En filigrane, la carrière de Mahmmod Ali-Balogun raconte l'émergence de l'industrie cinématographique nigériane. Des années 1980 de la production artisanale ou l'on tournait avec les cameras VHF et « trois bouts de ficelle » à aujourd'hui, Nollywood a gagné ses lettres de noblesse. « C'est une véritable industrie », se réjouit le réalisateur natif de Kano. En 2015, le secteur représentait 1,5 % du PIB. « Ça peut paraître dérisoire, mais dans un pays ou le pétrole est roi, c'est très significatif », détaille-t-il. « Désormais on compte ».

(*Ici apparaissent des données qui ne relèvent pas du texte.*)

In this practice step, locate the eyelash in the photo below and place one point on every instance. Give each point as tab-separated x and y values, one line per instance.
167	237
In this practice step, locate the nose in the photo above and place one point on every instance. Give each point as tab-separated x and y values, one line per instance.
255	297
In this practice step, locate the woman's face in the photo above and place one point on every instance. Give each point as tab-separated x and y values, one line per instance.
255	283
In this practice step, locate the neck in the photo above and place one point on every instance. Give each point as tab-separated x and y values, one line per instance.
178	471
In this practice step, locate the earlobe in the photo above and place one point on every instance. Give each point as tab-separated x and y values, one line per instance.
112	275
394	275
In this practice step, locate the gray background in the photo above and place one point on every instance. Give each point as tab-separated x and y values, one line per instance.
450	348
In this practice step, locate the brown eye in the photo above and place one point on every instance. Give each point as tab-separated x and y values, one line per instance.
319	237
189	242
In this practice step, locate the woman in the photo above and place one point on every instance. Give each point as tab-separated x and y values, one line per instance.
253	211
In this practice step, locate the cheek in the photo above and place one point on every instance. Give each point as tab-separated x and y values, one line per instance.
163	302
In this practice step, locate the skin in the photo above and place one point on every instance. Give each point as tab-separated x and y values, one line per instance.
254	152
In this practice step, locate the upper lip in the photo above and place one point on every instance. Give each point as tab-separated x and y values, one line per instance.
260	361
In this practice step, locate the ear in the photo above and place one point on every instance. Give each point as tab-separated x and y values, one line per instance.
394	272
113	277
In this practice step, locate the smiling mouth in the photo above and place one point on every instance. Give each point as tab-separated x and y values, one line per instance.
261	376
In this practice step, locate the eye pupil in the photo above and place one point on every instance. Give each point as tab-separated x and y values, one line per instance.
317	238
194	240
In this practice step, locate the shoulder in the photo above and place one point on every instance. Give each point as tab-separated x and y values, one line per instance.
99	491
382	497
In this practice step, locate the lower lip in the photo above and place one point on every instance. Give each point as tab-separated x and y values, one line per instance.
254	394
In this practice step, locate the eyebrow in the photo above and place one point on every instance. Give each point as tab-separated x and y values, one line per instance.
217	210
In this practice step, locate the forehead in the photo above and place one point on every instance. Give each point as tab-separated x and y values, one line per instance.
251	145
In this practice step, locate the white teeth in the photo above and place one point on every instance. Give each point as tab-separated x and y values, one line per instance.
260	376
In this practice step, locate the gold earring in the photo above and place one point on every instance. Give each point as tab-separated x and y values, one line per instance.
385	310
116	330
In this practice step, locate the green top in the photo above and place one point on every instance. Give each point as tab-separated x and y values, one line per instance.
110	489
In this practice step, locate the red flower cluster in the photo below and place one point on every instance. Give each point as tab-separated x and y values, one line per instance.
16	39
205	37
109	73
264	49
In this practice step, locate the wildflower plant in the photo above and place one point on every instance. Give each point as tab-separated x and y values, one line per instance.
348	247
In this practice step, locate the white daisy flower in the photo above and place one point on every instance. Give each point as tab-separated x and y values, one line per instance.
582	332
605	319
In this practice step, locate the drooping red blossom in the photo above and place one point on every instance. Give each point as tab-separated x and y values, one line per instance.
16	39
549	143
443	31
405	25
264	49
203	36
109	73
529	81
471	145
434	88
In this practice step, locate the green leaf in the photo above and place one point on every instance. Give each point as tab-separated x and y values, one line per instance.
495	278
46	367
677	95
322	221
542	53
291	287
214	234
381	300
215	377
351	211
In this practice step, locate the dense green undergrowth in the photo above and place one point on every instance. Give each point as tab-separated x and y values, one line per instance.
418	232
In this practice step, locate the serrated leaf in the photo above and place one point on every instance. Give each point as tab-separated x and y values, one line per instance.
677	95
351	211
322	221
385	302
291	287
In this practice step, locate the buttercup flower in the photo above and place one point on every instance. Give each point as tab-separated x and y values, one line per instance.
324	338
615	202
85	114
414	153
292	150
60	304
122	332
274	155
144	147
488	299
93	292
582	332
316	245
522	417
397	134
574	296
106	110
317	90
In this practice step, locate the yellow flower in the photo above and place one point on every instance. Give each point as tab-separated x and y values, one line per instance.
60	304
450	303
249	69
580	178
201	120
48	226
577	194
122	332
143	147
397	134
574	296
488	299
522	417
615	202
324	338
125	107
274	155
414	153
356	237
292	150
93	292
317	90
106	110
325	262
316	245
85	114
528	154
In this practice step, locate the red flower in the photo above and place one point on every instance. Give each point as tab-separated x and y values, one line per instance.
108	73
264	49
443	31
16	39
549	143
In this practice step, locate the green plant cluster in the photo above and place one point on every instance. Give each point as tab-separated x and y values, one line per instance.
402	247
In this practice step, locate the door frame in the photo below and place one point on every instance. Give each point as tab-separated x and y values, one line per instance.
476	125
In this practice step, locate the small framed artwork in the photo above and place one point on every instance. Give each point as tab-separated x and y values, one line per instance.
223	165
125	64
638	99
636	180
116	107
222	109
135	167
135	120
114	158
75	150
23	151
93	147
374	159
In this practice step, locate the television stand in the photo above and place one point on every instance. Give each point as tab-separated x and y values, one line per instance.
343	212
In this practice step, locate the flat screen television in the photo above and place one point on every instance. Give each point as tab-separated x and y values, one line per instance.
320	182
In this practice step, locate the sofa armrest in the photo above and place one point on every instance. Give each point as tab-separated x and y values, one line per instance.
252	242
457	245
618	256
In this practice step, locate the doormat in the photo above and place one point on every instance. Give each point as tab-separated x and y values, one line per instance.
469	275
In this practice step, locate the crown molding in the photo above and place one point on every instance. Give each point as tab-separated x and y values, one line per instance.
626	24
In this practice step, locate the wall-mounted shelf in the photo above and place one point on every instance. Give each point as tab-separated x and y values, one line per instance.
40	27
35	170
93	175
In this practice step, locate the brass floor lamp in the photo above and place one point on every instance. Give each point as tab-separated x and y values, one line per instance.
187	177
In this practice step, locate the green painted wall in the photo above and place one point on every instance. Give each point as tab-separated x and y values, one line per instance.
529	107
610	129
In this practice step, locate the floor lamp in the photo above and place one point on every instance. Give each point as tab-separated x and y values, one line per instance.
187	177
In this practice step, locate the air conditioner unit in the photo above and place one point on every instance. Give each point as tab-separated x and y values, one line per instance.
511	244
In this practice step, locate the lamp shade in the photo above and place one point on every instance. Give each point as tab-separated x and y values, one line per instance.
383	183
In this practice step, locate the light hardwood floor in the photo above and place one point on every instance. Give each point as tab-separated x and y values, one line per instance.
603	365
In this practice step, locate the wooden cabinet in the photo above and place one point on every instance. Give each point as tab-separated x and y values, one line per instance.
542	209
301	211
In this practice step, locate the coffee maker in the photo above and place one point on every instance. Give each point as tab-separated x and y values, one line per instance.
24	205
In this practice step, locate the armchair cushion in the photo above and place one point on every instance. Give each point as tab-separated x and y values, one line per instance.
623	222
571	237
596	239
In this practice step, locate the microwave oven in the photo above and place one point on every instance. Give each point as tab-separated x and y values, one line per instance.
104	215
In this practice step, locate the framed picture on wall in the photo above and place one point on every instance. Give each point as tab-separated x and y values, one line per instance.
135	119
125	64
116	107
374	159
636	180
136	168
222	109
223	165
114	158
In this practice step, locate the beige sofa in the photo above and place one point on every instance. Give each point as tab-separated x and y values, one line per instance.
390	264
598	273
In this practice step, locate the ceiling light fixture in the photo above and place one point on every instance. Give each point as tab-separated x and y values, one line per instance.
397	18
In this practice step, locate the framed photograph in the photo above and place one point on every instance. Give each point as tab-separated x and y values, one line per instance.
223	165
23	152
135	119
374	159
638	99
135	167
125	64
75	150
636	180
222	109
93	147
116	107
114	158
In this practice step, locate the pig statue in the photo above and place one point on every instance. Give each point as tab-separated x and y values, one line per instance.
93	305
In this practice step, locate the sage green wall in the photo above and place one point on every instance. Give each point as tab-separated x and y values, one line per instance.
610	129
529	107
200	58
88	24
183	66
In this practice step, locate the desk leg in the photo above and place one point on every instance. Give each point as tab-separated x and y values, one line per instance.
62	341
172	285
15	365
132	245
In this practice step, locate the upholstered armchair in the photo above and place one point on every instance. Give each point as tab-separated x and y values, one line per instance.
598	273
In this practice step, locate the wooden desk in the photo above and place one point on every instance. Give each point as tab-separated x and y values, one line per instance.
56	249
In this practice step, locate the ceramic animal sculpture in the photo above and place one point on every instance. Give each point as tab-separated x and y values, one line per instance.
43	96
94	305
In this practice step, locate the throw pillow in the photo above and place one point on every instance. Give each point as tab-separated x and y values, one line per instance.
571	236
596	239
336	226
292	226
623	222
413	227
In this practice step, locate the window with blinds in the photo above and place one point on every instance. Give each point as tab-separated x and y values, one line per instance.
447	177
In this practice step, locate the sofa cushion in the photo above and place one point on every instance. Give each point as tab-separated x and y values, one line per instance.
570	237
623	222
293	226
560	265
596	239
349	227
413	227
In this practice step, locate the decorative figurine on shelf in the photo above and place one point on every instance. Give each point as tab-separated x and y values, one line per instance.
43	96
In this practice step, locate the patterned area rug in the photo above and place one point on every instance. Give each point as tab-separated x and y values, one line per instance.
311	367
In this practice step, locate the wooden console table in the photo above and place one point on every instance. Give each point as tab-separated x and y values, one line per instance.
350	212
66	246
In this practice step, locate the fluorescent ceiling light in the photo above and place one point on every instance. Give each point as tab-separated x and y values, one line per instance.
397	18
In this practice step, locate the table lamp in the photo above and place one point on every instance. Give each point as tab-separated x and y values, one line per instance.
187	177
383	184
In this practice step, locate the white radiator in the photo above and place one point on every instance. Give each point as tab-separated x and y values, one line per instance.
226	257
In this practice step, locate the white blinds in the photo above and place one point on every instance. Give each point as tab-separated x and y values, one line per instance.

Éclairagiste, acteurs, cadreur… Le secteur emploie des milliers de personnes et fait rêver. Les jeunes sont de mieux en mieux formés. Ça tourne, dans le Nord, dans le Sud-Est et à Lagos. Deux mille films sortent chaque année et génèrent prés de 4 milliards de dollars de revenus, alors qu'une part de plus en plus importante de longs métrages sont produits avant tout pour le cinéma. « Cinq par semaines », assure Mahmmod Ali-Balogun. Avec une qualité qui n'a plus rien à envier à l'industrie outre-Atlantique. La comédie romantique The Wedding Party, de Kemi Adetiba, qui a fait un carton au box-office en 2016, a définitivement acté cette transformation.
Reste à « améliorer les scripts et structurer l'industrie », estime le réalisateur. Car si les financements affluent, « ils restent attachés à un nom et il n'y a pas de mécanisme de subvention ». Quant à l'obtention d'un prêt bancaire, c'est presque une hérésie.